エンジニアとして抱いた疑問を胸にアカデミズムの道へ

都築正明(以下、――)先生は日立でエンジニアとして汎用コンピュータの開発に携わられていたのですね。

西垣通氏(以下、西垣) 東京大学工学部で計測数理工学を学びました。当時の大学はいわゆる「熱狂的政治の季節」でしたが、数理的にクールにものごとを捉えることに興味を抱いて、純理論的な分野に進みました。卒業後は日立製作所に入社して、1970年代初めから汎用大型コンピュータのOSの研究・開発に携わりました。性能や信頼性の数学的モデルの研究についての論文も発表したので、1980年代に日立からスタンフォード大学に客員研究員として留学しました。1982年に東京大学から工学博士号を取得しました。

AIには、スタンフォードで出会われたのでしょうか。

西垣 当時は第2次AIブームの時代でした。エキスパートシステムの始祖であるエドワード・ファイゲンバウム教授が当時のスタンフォードのコンピュータ学部長で、AI研究の中心人物でした。法や医療について推論を重ねて結論を導き出すことが目指されていましたが、私としては人の生死にすらかかわる判断をすべてコンピュータに委ねてよいか、また人の行動や生理現象のすべてを論理で説明できるかどうかに疑問を抱くこともありました。

帰国後は、どのような仕事に従事されましたか。

西垣 通商産業省(当時)がリードしていた産官学一体の第5世代コンピュータ開発のプロジェクトに参画しました。論理形式でプログラムを書き、ハードウェアのレベルで高速な並列推論処理を行うものです。
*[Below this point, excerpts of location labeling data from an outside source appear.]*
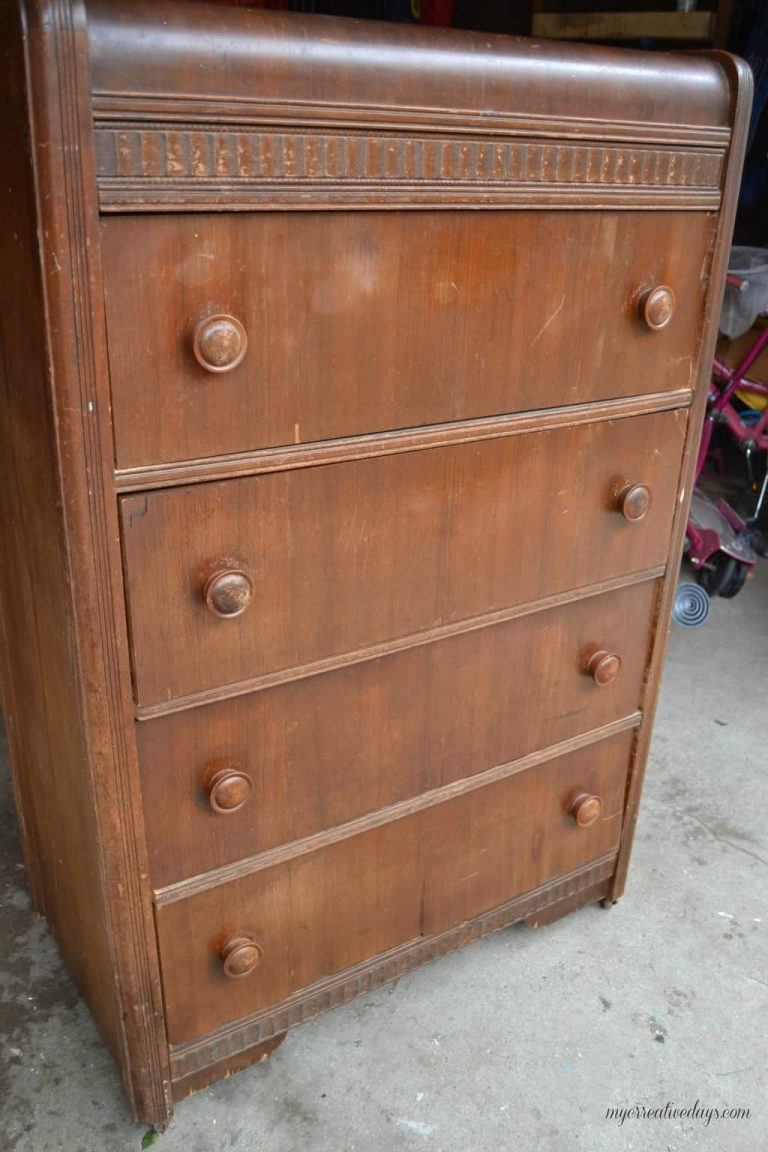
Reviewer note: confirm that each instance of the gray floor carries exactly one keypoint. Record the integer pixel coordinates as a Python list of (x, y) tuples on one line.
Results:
[(522, 1040)]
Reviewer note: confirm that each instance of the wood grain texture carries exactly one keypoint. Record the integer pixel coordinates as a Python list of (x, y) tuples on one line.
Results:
[(249, 865), (230, 1041), (387, 444), (363, 324), (468, 537), (372, 555), (742, 86), (200, 55), (486, 699), (65, 683), (421, 876)]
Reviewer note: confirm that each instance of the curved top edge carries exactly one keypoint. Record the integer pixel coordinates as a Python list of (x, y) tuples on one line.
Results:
[(205, 52)]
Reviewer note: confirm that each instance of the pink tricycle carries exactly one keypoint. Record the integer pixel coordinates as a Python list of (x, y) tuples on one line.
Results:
[(719, 544)]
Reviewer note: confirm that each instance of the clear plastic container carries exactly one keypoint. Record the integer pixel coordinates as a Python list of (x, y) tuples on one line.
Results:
[(742, 307)]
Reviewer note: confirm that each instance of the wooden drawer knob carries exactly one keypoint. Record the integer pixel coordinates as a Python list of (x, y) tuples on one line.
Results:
[(227, 787), (635, 501), (656, 307), (228, 592), (241, 956), (586, 809), (603, 667), (219, 343)]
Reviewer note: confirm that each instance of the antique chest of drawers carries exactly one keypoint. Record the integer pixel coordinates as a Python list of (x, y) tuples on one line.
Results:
[(349, 381)]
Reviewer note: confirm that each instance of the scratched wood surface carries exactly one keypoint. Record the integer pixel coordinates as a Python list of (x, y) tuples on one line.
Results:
[(363, 323), (324, 404)]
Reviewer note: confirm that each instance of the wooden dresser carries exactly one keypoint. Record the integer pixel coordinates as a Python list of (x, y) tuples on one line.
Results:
[(349, 380)]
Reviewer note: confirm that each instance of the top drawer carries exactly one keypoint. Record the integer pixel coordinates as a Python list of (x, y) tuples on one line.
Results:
[(362, 323)]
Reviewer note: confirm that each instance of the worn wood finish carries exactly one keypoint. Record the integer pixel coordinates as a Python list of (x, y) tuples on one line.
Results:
[(357, 608), (66, 683), (487, 700), (393, 321), (318, 545), (416, 877)]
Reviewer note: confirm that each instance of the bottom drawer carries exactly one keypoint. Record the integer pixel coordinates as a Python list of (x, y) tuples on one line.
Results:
[(320, 912)]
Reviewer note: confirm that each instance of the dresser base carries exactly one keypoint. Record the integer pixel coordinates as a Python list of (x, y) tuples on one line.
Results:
[(252, 1038)]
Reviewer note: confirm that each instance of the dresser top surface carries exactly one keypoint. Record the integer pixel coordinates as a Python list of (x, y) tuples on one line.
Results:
[(162, 48)]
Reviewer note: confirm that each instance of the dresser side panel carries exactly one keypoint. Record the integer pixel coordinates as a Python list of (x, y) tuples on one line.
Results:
[(739, 78), (65, 697), (40, 679)]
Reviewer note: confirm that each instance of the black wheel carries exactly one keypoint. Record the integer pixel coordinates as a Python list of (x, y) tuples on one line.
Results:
[(716, 573), (737, 581)]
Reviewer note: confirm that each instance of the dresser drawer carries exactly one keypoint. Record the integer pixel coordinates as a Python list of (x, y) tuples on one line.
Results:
[(321, 562), (230, 780), (359, 323), (318, 914)]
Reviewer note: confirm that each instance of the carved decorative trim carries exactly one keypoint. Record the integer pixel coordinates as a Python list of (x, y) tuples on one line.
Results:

開発には成功したものの、ほとんど実用化はされませんでした。論理命題を高速に処理して推論しても、その結果を現実に適用することができなかったのです。医療や法律の分野で答えを出したとしても、その信頼性は絶対のものではありません。医療において誤診が生じたときに、その責任の所在をコンピュータに負わせるわけにもいきませんから。コンピュータにすべてを委ねることへの私の疑問は、さらに募りました。

プロジェクト終了後は、どうされたのですか。

西垣 研究所勤務から工場勤務に移ったのですが、激務から倒れ、入院と手術を強いられることとなりました。これを機会に、技術だけでなく社会や文化もふまえてテクノロジーを捉えようと決心し、明治大学の教員になりました。当時、隆盛していたポスト・モダンの思潮を学びたいと思い、フランスで在外研究を行いました。その後、東京大学に移籍し、2000年に発足した文理融合の大学院情報学環・学際情報学府のコアメンバーとして、基礎情報学の構築に着手しました。定年退官後の2013年からは東京経済大学コミュニケーション学部に定年まで勤務しました。現在は、東京大学名誉教授として基礎情報学の研究にあたっています。